Des photos de dignitaires nazis visitant Mauthausen détournées par des déportés espagnols

Les visites des camps de déportation et d’extermination par de hauts responsables nazis étaient un rituel soigneusement mis en scène. C'est ainsi que Himmler, chef des SS (Reichsführer-SS) depuis 1929 et de la police du Reich (dont la Gestapo) – il ne deviendra ministre de l’intérieur qu’en 1943 –, a mené au moins trois inspections au camp de concentration (Konzentrationslager ou KZ) autrichien de Mauthausen ou à Gusen, l'un de ses 60 sites annexes : les 27 avril 1941, 31 mai 1941, 17 octobre 1942. À chaque fois, un sous-officier SS a pris force photos de l’événement et suivi le cortège dans ses déplacements au sein du camp principal, de la carrière de granit ou du camp annexe. Pourquoi Himmler est-il venu en personne, à deux reprises et à un mois de distance, au printemps de 1941, en exigeant du commandant du camp que le taux de mortalité des déportés augmente nettement ? Sans doute dans le cadre de la préparation de l’invasion de l’URSS, qui sera lancée le 22 juin : les dirigeants nazis prévoyaient d’avoir à traiter un grand nombre de prisonniers soviétiques, parmi lesquels ils voulaient éliminer les communistes – de fait, une chambre à gaz fut installée à Mauthausen en octobre 1941.
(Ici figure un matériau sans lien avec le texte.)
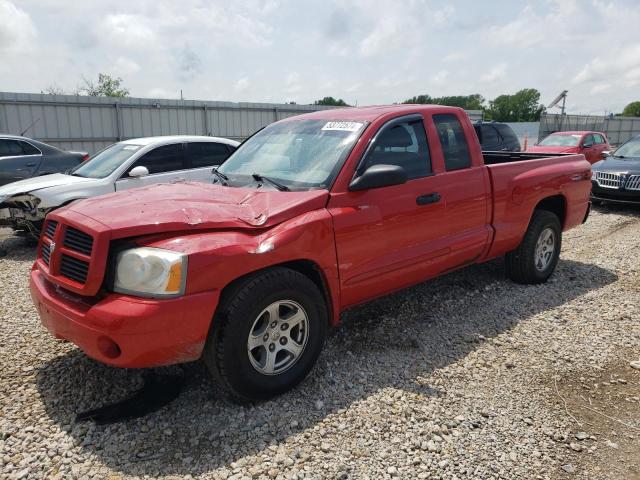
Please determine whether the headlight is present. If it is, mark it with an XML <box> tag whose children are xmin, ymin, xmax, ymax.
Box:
<box><xmin>113</xmin><ymin>247</ymin><xmax>187</xmax><ymax>297</ymax></box>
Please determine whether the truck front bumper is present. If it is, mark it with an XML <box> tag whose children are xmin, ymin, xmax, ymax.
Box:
<box><xmin>30</xmin><ymin>268</ymin><xmax>219</xmax><ymax>368</ymax></box>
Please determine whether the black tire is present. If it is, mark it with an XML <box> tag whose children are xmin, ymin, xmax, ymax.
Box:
<box><xmin>505</xmin><ymin>210</ymin><xmax>562</xmax><ymax>284</ymax></box>
<box><xmin>203</xmin><ymin>267</ymin><xmax>328</xmax><ymax>403</ymax></box>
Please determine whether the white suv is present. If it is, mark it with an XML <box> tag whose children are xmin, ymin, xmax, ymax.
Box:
<box><xmin>0</xmin><ymin>136</ymin><xmax>240</xmax><ymax>236</ymax></box>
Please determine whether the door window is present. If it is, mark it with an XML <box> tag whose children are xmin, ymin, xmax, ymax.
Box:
<box><xmin>433</xmin><ymin>113</ymin><xmax>471</xmax><ymax>171</ymax></box>
<box><xmin>482</xmin><ymin>125</ymin><xmax>500</xmax><ymax>146</ymax></box>
<box><xmin>359</xmin><ymin>119</ymin><xmax>431</xmax><ymax>180</ymax></box>
<box><xmin>127</xmin><ymin>143</ymin><xmax>185</xmax><ymax>175</ymax></box>
<box><xmin>187</xmin><ymin>142</ymin><xmax>230</xmax><ymax>168</ymax></box>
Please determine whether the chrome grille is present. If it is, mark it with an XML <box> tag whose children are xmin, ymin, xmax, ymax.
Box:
<box><xmin>60</xmin><ymin>253</ymin><xmax>89</xmax><ymax>283</ymax></box>
<box><xmin>40</xmin><ymin>243</ymin><xmax>51</xmax><ymax>265</ymax></box>
<box><xmin>625</xmin><ymin>175</ymin><xmax>640</xmax><ymax>190</ymax></box>
<box><xmin>44</xmin><ymin>220</ymin><xmax>58</xmax><ymax>238</ymax></box>
<box><xmin>64</xmin><ymin>227</ymin><xmax>93</xmax><ymax>255</ymax></box>
<box><xmin>596</xmin><ymin>172</ymin><xmax>622</xmax><ymax>188</ymax></box>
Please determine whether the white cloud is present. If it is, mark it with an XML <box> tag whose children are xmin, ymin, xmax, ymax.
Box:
<box><xmin>0</xmin><ymin>0</ymin><xmax>37</xmax><ymax>54</ymax></box>
<box><xmin>431</xmin><ymin>70</ymin><xmax>449</xmax><ymax>87</ymax></box>
<box><xmin>480</xmin><ymin>62</ymin><xmax>507</xmax><ymax>83</ymax></box>
<box><xmin>433</xmin><ymin>5</ymin><xmax>456</xmax><ymax>25</ymax></box>
<box><xmin>233</xmin><ymin>77</ymin><xmax>251</xmax><ymax>93</ymax></box>
<box><xmin>111</xmin><ymin>56</ymin><xmax>140</xmax><ymax>76</ymax></box>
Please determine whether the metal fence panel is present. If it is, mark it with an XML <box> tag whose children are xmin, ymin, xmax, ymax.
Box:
<box><xmin>538</xmin><ymin>113</ymin><xmax>640</xmax><ymax>146</ymax></box>
<box><xmin>0</xmin><ymin>92</ymin><xmax>482</xmax><ymax>153</ymax></box>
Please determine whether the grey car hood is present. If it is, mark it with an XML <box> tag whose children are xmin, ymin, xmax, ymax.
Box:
<box><xmin>0</xmin><ymin>173</ymin><xmax>95</xmax><ymax>203</ymax></box>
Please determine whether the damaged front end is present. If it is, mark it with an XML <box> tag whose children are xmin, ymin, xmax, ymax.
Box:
<box><xmin>0</xmin><ymin>193</ymin><xmax>51</xmax><ymax>239</ymax></box>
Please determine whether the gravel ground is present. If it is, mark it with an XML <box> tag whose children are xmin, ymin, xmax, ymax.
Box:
<box><xmin>0</xmin><ymin>207</ymin><xmax>640</xmax><ymax>480</ymax></box>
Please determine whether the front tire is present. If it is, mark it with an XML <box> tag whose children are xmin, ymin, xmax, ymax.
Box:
<box><xmin>203</xmin><ymin>267</ymin><xmax>328</xmax><ymax>403</ymax></box>
<box><xmin>505</xmin><ymin>210</ymin><xmax>562</xmax><ymax>284</ymax></box>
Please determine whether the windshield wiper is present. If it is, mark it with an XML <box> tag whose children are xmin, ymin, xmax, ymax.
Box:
<box><xmin>211</xmin><ymin>167</ymin><xmax>229</xmax><ymax>187</ymax></box>
<box><xmin>251</xmin><ymin>173</ymin><xmax>289</xmax><ymax>192</ymax></box>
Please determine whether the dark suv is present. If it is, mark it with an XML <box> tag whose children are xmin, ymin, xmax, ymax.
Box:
<box><xmin>473</xmin><ymin>122</ymin><xmax>520</xmax><ymax>152</ymax></box>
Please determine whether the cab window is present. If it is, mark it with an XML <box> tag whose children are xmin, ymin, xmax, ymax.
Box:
<box><xmin>359</xmin><ymin>120</ymin><xmax>431</xmax><ymax>180</ymax></box>
<box><xmin>433</xmin><ymin>113</ymin><xmax>471</xmax><ymax>171</ymax></box>
<box><xmin>125</xmin><ymin>143</ymin><xmax>186</xmax><ymax>176</ymax></box>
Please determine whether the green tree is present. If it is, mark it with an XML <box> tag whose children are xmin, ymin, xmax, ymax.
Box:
<box><xmin>622</xmin><ymin>100</ymin><xmax>640</xmax><ymax>117</ymax></box>
<box><xmin>486</xmin><ymin>88</ymin><xmax>545</xmax><ymax>122</ymax></box>
<box><xmin>78</xmin><ymin>73</ymin><xmax>129</xmax><ymax>97</ymax></box>
<box><xmin>313</xmin><ymin>97</ymin><xmax>349</xmax><ymax>107</ymax></box>
<box><xmin>402</xmin><ymin>93</ymin><xmax>484</xmax><ymax>110</ymax></box>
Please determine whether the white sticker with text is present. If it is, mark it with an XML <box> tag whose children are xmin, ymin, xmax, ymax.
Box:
<box><xmin>322</xmin><ymin>122</ymin><xmax>362</xmax><ymax>132</ymax></box>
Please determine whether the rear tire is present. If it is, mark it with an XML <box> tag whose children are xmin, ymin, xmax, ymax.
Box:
<box><xmin>505</xmin><ymin>210</ymin><xmax>562</xmax><ymax>284</ymax></box>
<box><xmin>203</xmin><ymin>267</ymin><xmax>328</xmax><ymax>403</ymax></box>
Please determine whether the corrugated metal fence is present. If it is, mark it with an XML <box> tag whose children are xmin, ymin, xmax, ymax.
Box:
<box><xmin>538</xmin><ymin>114</ymin><xmax>640</xmax><ymax>145</ymax></box>
<box><xmin>0</xmin><ymin>92</ymin><xmax>482</xmax><ymax>153</ymax></box>
<box><xmin>0</xmin><ymin>92</ymin><xmax>333</xmax><ymax>153</ymax></box>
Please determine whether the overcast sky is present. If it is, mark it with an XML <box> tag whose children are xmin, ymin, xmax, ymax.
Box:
<box><xmin>0</xmin><ymin>0</ymin><xmax>640</xmax><ymax>114</ymax></box>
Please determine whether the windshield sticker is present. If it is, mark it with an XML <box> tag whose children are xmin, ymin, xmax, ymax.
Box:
<box><xmin>322</xmin><ymin>122</ymin><xmax>362</xmax><ymax>132</ymax></box>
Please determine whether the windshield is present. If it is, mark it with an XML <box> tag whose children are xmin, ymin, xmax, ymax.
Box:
<box><xmin>219</xmin><ymin>120</ymin><xmax>365</xmax><ymax>190</ymax></box>
<box><xmin>69</xmin><ymin>143</ymin><xmax>142</xmax><ymax>178</ymax></box>
<box><xmin>613</xmin><ymin>138</ymin><xmax>640</xmax><ymax>157</ymax></box>
<box><xmin>539</xmin><ymin>135</ymin><xmax>582</xmax><ymax>147</ymax></box>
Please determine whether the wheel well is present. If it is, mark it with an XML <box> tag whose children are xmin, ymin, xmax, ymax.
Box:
<box><xmin>218</xmin><ymin>260</ymin><xmax>333</xmax><ymax>323</ymax></box>
<box><xmin>535</xmin><ymin>195</ymin><xmax>567</xmax><ymax>225</ymax></box>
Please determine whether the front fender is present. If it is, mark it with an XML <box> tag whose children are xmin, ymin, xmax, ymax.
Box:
<box><xmin>137</xmin><ymin>209</ymin><xmax>340</xmax><ymax>323</ymax></box>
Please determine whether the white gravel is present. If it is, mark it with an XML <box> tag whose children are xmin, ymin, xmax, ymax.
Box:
<box><xmin>0</xmin><ymin>207</ymin><xmax>640</xmax><ymax>480</ymax></box>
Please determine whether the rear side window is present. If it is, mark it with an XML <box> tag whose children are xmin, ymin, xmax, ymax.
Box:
<box><xmin>129</xmin><ymin>143</ymin><xmax>185</xmax><ymax>175</ymax></box>
<box><xmin>482</xmin><ymin>125</ymin><xmax>500</xmax><ymax>145</ymax></box>
<box><xmin>496</xmin><ymin>124</ymin><xmax>518</xmax><ymax>142</ymax></box>
<box><xmin>433</xmin><ymin>113</ymin><xmax>471</xmax><ymax>171</ymax></box>
<box><xmin>20</xmin><ymin>142</ymin><xmax>40</xmax><ymax>155</ymax></box>
<box><xmin>582</xmin><ymin>135</ymin><xmax>595</xmax><ymax>145</ymax></box>
<box><xmin>0</xmin><ymin>140</ymin><xmax>23</xmax><ymax>156</ymax></box>
<box><xmin>359</xmin><ymin>120</ymin><xmax>431</xmax><ymax>180</ymax></box>
<box><xmin>187</xmin><ymin>142</ymin><xmax>231</xmax><ymax>168</ymax></box>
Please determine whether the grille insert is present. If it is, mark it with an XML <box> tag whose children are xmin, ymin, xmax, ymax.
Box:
<box><xmin>40</xmin><ymin>243</ymin><xmax>51</xmax><ymax>265</ymax></box>
<box><xmin>64</xmin><ymin>227</ymin><xmax>93</xmax><ymax>255</ymax></box>
<box><xmin>60</xmin><ymin>253</ymin><xmax>89</xmax><ymax>283</ymax></box>
<box><xmin>625</xmin><ymin>175</ymin><xmax>640</xmax><ymax>190</ymax></box>
<box><xmin>44</xmin><ymin>220</ymin><xmax>58</xmax><ymax>238</ymax></box>
<box><xmin>596</xmin><ymin>172</ymin><xmax>622</xmax><ymax>188</ymax></box>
Mauthausen, le camp des déportés politiques

L’Anschluss, l’annexion de l’Autriche par l’Allemagne, remonte au 12 mars 1938. Dès le 8 août, des déportés du camp de Dachau furent envoyés pour bâtir un camp de concentration sur une colline de Mauthausen, au bord du Danube, à une vingtaine de kilomètres de Linz. Le site fut choisi au-dessus d’une des plus grandes carrières de granit d’Europe, les Wiener Graben, qui avaient fourni la plupart des pavés de Vienne. Le camp ressembla peu à peu à une forteresse, dotée d’un mur d’enceinte en granit, avec remparts, tours, chemins de ronde ; le sol de la place d’appel est lui aussi en pierre (voir la photo ci-dessous), ainsi que les casernements des SS et les bâtiments de l’administration.

Le camp de Mauthausen a été la destination principale des ennemis politiques « incorrigibles » du régime nazi, classés pour la plupart « Nacht und Nebel » (« Nuit et brouillard ») et qui devaient disparaître sans laisser de traces : socialistes, communistes, objecteurs de conscience et homosexuels allemands et autrichiens ; républicains espagnols (60 % des déportés de Mauthausen en mai 1941) ; élite intellectuelle polonaise ; officiers soviétiques (notamment les commissaires politiques) ; aviateurs alliés, agents britanniques du SOE ou américains de l’OSS ; juifs ; Roms... Soit une trentaine de nationalités. Le camp n’a cessé de croître, devenant le centre surpeuplé d’un vaste complexe d’une soixantaine de camps ou de commandos annexes, répartis dans toute la moitié orientale de l’Autriche. Il fut libéré par des troupes de la 3e armée américaine de Patton, le 5 mai 1945. La destruction par l’administration du camp d’une bonne partie des archives, quelques jours auparavant, rend difficile un chiffrage précis : on estime à 200 000 le nombre de déportés à Mauthausen et dans ses kommandos (dont 9 400 Français-es, à partir de 1942) et, parmi eux, à 120 000 le nombre de morts – morts de faim, d’hypothermie provoquée, par exécution ou gazage, ou victimes des sévices multiples, perpétrés notamment à la carrière. Dernier libéré, ce fut sans doute le camp de concentration le plus cruel et le plus meurtrier, hormis les camps uniquement voués à l’extermination.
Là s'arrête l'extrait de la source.